A diversion is a landing at any other aerodrome other than the destination.
But your emergency landing doesn't have to be at an aerodrome. So, you could say that an emergency landing is a landing at any location other than the destination aerodrome.
17th Oct 2005, 21:30
Generally in th UK, well, at the places I've worked at least, there are 3 classes of 'Emergency' landing, where some sort of problem has been declared beforehand.
1. Local Standby. Where there is some slightly heightened risk that the aircraft may be in difficulties on landing. Positions the Airport Fire Service closer to the runway for more rapid response, but doesn't call in additional outside resources. The local Emergency Services will be informed, but won't be expected to attend.
2. Full Emergency. The arriving aircraft is expected to have difficulties upon landing. Airport Fire Service positioned adjacent to the runway. in addition, one or more appliances will follow the aircraft down the runway. The external Emergency Services, Fire, Ambulance and Police will be alerted and will send pre-determined number of units to a nominated Rendezvous Point, which will be declared by ATC in the initial call. The RVP will change depending on the anticipated outcome of the emergency.
3. Aircraft Accident Imminent. This is where there are obvious signs that the aircraft will crash or there is a high chance of fire on landing. The airfield response is the same as Full Emergency, but there will be heightened response from the external Emergency Services. The RVP might well be different, to take into account the extra space needed for the appliances etc
Once on the ground, there can be a number of outcomes.
1. The passengers and crew are either evacuating or need rescuing from the aircraft. In this case, any of the above will be upgraded to 'Aircraft Accident'.
2. No evacuation or rescue is required immediately but there is still a risk of fire/fumes etc. In this case, the Emergency will be changed to Aircraft Ground Incident, or AGI.
3. The aircraft is able to continue unassisted. It is usual to retain the state as 'Local Standby' and the aircraft is escorted to stand/parking spot by a number of Airport Fire appliances, as a precaution. I've seen an aircraft that declared itself fit & well, followed to stand by the Fire Service, burst into flames halfway there (727 with APU problems. Most spectacular. The released hydraulic fluid stripped most of the paint from the aft part of the fueslage)
Of course all the above assumes the flight crew have given an open description to ATC of their plight. Don't be shy or embarrassed about making a declaration of difficulty. We don't mind having the practice! Some airlines complain about suddenly having their aircraft surrounded by red lorries, as if it's going to put their passengers off! What nonsense!
Any public aerodrome is required to have an Aerodrome Manual, for all to read. The way in which the above operates will be written up in that document in some detail, so go and ask to see it. I'm sure it's basically the same in any ICAO contracting state.
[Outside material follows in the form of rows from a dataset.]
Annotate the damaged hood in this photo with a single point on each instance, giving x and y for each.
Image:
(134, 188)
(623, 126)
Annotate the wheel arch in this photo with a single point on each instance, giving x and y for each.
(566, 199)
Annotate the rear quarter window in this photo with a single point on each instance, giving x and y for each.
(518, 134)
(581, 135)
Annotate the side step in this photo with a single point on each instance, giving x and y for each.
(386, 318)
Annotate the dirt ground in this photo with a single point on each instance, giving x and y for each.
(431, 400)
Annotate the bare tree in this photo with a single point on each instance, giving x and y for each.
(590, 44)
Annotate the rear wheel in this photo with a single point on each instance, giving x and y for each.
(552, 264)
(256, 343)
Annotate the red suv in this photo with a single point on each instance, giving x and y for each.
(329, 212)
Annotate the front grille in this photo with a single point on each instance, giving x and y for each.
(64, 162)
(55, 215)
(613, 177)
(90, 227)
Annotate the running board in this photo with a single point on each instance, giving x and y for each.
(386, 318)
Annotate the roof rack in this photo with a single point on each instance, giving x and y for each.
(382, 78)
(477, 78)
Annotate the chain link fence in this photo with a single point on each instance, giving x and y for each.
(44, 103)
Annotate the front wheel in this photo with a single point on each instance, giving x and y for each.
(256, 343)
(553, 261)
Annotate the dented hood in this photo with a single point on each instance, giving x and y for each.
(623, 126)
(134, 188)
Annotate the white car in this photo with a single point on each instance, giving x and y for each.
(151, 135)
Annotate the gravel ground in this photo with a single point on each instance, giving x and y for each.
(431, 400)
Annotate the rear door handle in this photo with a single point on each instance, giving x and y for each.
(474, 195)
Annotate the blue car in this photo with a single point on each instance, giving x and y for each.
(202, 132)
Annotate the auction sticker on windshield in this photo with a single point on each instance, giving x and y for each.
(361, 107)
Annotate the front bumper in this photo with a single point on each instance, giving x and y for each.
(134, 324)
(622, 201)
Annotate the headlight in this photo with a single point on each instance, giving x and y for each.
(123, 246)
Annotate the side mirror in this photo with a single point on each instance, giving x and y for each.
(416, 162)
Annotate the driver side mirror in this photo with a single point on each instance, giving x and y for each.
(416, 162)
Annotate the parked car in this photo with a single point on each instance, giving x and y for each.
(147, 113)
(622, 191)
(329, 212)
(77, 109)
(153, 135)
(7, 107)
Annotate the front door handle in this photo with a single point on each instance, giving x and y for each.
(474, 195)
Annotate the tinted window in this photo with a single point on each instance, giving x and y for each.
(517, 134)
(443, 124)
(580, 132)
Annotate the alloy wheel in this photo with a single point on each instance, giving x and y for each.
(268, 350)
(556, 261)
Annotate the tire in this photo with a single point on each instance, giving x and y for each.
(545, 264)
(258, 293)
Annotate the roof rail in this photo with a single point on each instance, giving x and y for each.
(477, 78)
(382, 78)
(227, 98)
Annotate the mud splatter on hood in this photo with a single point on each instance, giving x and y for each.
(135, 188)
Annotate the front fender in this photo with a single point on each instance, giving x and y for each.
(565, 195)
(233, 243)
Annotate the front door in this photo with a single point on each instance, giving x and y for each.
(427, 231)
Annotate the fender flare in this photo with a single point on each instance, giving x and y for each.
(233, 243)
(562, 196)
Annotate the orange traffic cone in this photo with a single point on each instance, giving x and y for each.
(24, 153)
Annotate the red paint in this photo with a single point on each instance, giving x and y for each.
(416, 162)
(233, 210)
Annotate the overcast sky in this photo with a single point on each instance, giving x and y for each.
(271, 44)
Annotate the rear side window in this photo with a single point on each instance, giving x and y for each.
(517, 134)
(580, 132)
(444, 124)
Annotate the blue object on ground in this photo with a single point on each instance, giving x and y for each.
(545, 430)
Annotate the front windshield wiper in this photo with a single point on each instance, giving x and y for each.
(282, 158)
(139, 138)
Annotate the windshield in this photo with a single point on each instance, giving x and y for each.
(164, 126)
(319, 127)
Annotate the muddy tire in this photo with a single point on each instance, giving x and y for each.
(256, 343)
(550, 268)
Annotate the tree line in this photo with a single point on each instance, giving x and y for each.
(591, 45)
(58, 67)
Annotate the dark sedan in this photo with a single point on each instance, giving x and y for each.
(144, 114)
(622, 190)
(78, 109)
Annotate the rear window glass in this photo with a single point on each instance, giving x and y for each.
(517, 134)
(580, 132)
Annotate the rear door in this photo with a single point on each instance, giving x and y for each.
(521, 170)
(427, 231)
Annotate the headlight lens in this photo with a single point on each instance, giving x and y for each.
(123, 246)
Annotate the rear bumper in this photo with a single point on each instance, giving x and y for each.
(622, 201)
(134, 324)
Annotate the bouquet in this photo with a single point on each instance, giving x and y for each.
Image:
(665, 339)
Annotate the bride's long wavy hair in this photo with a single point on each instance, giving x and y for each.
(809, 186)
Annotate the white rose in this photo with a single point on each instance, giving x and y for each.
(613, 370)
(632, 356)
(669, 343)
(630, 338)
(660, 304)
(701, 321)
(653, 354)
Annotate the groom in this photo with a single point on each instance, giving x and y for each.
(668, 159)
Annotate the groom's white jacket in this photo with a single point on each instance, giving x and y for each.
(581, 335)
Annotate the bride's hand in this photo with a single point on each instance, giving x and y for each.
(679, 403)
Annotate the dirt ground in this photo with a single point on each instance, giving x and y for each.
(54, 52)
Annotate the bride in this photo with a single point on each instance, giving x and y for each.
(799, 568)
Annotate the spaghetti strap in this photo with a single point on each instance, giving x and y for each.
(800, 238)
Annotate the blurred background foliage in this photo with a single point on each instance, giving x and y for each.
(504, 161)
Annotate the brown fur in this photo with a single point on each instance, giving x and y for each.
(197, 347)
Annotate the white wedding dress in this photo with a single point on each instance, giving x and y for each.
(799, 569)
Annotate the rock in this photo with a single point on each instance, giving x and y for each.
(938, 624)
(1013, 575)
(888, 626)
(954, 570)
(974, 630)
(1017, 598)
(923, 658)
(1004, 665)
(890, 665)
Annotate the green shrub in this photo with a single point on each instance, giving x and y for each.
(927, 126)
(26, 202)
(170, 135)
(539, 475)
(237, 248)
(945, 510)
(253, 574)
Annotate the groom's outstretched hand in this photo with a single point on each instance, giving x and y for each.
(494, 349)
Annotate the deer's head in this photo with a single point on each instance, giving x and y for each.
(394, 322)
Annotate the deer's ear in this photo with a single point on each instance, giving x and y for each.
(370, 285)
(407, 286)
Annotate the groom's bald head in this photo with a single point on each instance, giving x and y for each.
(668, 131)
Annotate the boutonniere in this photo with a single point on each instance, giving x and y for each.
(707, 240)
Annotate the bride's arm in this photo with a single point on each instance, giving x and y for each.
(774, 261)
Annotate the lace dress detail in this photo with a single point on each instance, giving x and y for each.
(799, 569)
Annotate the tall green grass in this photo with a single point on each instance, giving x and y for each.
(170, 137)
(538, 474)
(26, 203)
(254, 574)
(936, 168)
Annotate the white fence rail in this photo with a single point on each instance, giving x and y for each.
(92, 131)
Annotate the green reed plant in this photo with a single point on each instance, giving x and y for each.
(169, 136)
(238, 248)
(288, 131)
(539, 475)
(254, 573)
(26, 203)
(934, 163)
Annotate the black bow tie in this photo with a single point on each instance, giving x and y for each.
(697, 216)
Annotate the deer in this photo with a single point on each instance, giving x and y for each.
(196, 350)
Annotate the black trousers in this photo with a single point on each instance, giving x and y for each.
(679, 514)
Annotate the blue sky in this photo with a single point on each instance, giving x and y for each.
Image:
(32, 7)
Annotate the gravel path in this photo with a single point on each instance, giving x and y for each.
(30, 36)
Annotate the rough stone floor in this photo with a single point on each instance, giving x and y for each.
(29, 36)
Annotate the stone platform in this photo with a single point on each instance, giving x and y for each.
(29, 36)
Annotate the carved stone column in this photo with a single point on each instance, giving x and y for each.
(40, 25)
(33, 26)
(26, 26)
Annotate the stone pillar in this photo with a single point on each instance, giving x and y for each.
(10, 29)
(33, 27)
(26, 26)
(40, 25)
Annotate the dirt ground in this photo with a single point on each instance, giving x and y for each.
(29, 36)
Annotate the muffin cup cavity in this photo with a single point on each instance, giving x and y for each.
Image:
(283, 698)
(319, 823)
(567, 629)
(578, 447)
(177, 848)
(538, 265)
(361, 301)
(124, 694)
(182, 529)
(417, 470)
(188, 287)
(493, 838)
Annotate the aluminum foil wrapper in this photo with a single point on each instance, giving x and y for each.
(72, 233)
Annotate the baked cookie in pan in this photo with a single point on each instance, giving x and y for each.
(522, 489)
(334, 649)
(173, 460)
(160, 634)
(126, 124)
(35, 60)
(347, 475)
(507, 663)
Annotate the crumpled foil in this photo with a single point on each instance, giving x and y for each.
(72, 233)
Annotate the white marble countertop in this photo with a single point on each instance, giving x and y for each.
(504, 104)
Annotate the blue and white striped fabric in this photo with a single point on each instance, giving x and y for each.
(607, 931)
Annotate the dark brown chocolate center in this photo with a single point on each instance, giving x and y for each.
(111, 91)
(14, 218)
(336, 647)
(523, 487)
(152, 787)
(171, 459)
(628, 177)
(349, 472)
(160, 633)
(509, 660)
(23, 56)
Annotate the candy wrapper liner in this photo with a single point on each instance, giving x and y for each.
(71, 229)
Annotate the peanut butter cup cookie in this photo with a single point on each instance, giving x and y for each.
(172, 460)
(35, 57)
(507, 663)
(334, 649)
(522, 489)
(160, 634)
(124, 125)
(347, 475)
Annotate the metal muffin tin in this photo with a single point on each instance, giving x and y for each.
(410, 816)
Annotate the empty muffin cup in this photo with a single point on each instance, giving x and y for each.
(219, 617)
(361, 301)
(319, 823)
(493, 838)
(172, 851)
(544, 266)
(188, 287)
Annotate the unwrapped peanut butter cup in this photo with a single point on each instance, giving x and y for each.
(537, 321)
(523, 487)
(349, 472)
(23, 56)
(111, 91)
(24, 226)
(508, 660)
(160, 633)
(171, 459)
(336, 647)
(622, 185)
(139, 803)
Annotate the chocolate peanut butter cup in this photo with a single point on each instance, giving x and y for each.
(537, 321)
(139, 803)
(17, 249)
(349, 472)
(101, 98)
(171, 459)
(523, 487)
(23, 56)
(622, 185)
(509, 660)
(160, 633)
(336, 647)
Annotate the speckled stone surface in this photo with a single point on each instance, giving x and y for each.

Now, medical emergencies are a different kettle of fish and aren't (or weren't) necessarily a part of the Emergency Orders. Basically, even if someone is seriously ill on board, if the aircraft can land and taxy to the gate, there's no need for Emergency Service interference, just a medical team to meet the a/c once it's parked. However, following a few rapid decompressions where pax were hurt (blood coming out of their ears etc) although there's nothing wrong with the a/c while it's landing and taxying, we do ask for an enhanced response from the Ambulance Service/Paramedics. Again, there's always exceptions - Crew Incapacitation normally gets a Local Standby stuck on, just in case.